院長/門屋 美知代 へのインタビュー(2/4)

かどやアニマルホスピタル 院長 門屋 美知代 かどやアニマルホスピタル 院長 門屋 美知代
プロフィール
門屋 美知代

◇出身地:愛媛県松山市
◇趣味・特技:テニス、刺しゅう、ベリーダンス
◇今までに飼った動物:犬、猫、鳥、ハムスター、モルモット

◇ご経歴
北里大学獣医学部卒業後、埼玉県の動物病院で勤務。
2005年東京農工大学大学院修了(獣医学博士号取得)。
同年かどやアニマルホスピタル開業
2010年日本獣医皮膚科認定医取得。

◇所属学会
日本獣医皮膚科学会 理事・会員
アジア獣医皮膚科学会 会員
日本女性獣医師の会 会員
日本獣医がん学会 会員
けやき臨床研究会 会員

かどやアニマルホスピタルは、国分寺街道沿いにあるピンクの看板が目印の動物病院。院長の門屋 美知代先生は大学を卒業後に勤務した病院で皮膚病のペットが多いことを実感し、皮膚疾患のスペシャリストとなるべく勉強や研究を続けてきた獣医師だ。アレルギーやアトピー性皮膚炎などの皮膚疾患を得意としているが、内科疾患や眼科、外科診療、健康診断や予防診療、爪切りなどのケアまで幅広く対応してくれる。

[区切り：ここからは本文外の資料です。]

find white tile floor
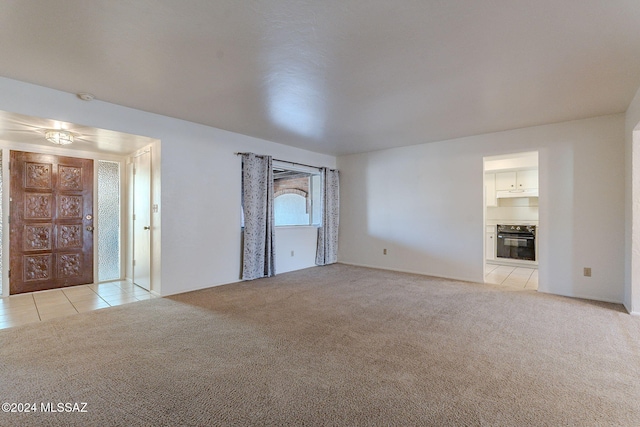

飼い主さまの立場を考え、心の通った質の高い診療を大切にされているという門屋院長に、予防の大切さや皮膚科診療に対する思いなどを伺った。
  2/4ページ  

疾患の多い皮膚病のスペシャリストを目指す

皮膚科に注力するようになったきっかけは、何だったのでしょうか

勤務医だった頃に、皮膚病の動物たちが来院することがとても多かったのですが、どんな症状でも同じ薬、1種類のシャンプーしか使われていない現状を見て疑問に思ったことがきっかけですね。皮膚病といっても原因や症状はさまざまなのに、当時はどれも同じ「皮膚炎」と画一的に診断して同じ薬を出すというケースが多かったんです。皮膚トラブルで来院する子はすごく多いのに、このままでいいのかなと思うところがありまして。それで皮膚病のことをもっと詳しく勉強したいと思ったんです。ちょうど皮膚科の分野で有名な先生が東京農工大学に転任していらしたという話を聞いて、これはチャンスだと大学院に入り直し東京農工大学で専門的な勉強を開始しました。最初は病院に勤務しながら通っていたのですが、獣医療の現場を実際に体験したことで、より勉強の必要性を痛感した部分もあります。獣医師として、もっときちんと勉強しなければと考えて、いったん勤務を辞めて大学院で専門的な知識を徹底的に身につけ国内のみでなく海外の学会等でも発表しました。

日ごろ多い相談内容や疾患はどのようなものでしょうか

私が皮膚病が得意だからということだけではなくて、全国的に見ても動物病院に来る疾患の1位は皮膚疾患ですね。あとは外耳炎など耳のトラブルです。皮膚疾患が増えているのは、飼う環境の変化も理由の一つだと思います。昔と違って今は室内で飼う方が多いので、逆にハウスダストや細菌感染などによる皮膚トラブルが増えているのかもしれません。あとは最近では動物も高齢化が進んでいますから、腎臓病、糖尿病といった慢性疾患や、関節炎、犬特有の心臓病や猫特有の泌尿器疾患なども増えてきています。普段からの状態を注意深く見ていただいて、かゆがっていたり、頻繁に足をなめていたり、赤いブツブツがある、目や耳のあたりが赤くなっているなどの症状がみられたら、皮膚病の可能性が高いので早めに来院していただければと思います。